Put a fuel pressure gauge on it. Or get ghetto and rev it to where the problem first starts, and try to correct the problem with some propane gas. Crack the valve on a blowtorch and let the gas flow into the throttle body. If the car picks up your having a fuel related if it does nothing, you need to look for other causes. Propane has a very similar burn rate as gas.


----------



## djandy (Aug 18, 2005)

Hydrolock said:


> Put a fuel pressure gauge on it. Or get ghetto and rev it to where the problem first starts, and try to correct the problem with some propane gas. Crack the valve on a blowtorch and let the gas flow into the throttle body. If the car picks up your having a fuel related if it does nothing, you need to look for other causes. Propane has a very similar burn rate as gas.


Are you serious?? Is there another way to find out if its a electric of fuel problem?

What should the fuel pressure be at?


----------



## rogoman (Dec 16, 2004)

djandy said:


> Are you serious?? Is there another way to find out if its a electric of fuel problem?
> 
> What should the fuel pressure be at?


An easy way to test the fuel pump and filter is to disconnect the fuel hose from the top of the fuel filter and insert a long length of spare hose into the top of the fuel filter with the other end draped over the fender going into a catch can placed on the ground. Now turn the ignition key to the run position but DO NOT START THE ENGINE. You should see fuel going into the can at a good rate for several seconds.

The fuel pressure is 34 psi with the vacuum hose connected to the pressure regulator; 43 psi with the vacuum hose disconnected.


----------



## Hydrolock (Feb 18, 2005)

rogoman said:


> An easy way to test the fuel pump and filter is to disconnect the fuel hose from the top of the fuel filter and insert a long length of spare hose into the top of the fuel filter with the other end draped over the fender going into a catch can placed on the ground. Now turn the ignition key to the run position but DO NOT START THE ENGINE. You should see fuel going into the can at a good rate for several seconds.
> 
> The fuel pressure is 34 psi with the vacuum hose connected to the pressure regulator; 43 psi with the vacuum hose disconnected.
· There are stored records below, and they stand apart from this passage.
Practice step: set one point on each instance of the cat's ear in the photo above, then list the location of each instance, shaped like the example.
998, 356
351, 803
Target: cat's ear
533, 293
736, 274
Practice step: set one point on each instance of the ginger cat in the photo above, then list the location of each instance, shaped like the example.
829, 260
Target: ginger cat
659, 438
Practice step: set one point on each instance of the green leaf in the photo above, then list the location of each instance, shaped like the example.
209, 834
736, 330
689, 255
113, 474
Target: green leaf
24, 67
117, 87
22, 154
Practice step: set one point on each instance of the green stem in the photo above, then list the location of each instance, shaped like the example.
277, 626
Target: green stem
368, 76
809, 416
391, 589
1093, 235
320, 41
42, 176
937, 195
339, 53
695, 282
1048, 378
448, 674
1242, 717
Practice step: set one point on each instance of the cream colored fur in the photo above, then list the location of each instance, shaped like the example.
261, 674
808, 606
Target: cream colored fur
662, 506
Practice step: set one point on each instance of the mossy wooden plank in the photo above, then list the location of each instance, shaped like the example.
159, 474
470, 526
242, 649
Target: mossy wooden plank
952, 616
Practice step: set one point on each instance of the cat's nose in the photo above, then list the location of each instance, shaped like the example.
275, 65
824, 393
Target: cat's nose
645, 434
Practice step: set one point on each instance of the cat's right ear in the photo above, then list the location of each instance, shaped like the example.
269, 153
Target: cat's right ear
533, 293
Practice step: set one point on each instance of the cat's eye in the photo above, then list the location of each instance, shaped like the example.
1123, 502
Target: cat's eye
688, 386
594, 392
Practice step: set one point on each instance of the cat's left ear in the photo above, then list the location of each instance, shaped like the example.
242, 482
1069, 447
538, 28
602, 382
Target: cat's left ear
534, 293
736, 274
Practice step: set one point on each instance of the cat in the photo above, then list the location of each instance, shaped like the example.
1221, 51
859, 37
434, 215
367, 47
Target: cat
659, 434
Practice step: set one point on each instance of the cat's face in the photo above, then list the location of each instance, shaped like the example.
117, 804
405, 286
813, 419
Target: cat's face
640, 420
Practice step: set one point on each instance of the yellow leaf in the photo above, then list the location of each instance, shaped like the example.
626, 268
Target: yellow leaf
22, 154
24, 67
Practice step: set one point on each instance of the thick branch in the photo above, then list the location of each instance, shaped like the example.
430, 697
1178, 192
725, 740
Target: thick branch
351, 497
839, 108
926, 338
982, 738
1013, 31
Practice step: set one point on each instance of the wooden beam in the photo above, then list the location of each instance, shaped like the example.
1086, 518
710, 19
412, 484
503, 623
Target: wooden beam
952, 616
 Thats not going to show you much. The prime pulse pressure, and the system pressure while it is running are two entirly different things and one can happen independent of the other.
See if you can borrow a fuel pressure gauge from someone and a set a noid lights and start there. Letting 43 psi of fuel spray out isnt a very good idea as it will probably go everywhere. You could probably shoot it halfway across the shop.
If you do get a fuel pressure gauge you should see 43 psi with just the key on (you may have to cycle the key a few times to get it there) system pressure is going to be 33 psi. If you suspect that the fuel pump is on the way out block the return line and start the car the fuel pressure should come up quite a bit, at least double itself. DO THIS ONLY LONG ENOUGH TO READ THE PRESSURE, DOING THIS FOR A PERIOD OF TIME LONGER THAN 5-10 SECS WILL DAMAGE THE FUEL PUMP. That will tell you the max output of your pump, and also show you if the pump got some spunk in it or on it's way out. So yeah borrow a fuel pressure gauge if fuel is what you suspect.


----------



## djandy (Aug 18, 2005)

Mh... It was ACTUALLY a cylinder that wasn't getting gas because the injector was clogged with gunk again. I guess there was crap left over. Should the filter be on the return or the send? It's on the return but the pump has a little crappy filter on the send. 

Now it works, revvs... at arround 7k it sort of backfires with a little puff of smoke in the back... Still might be crappy sparks or something else?


----------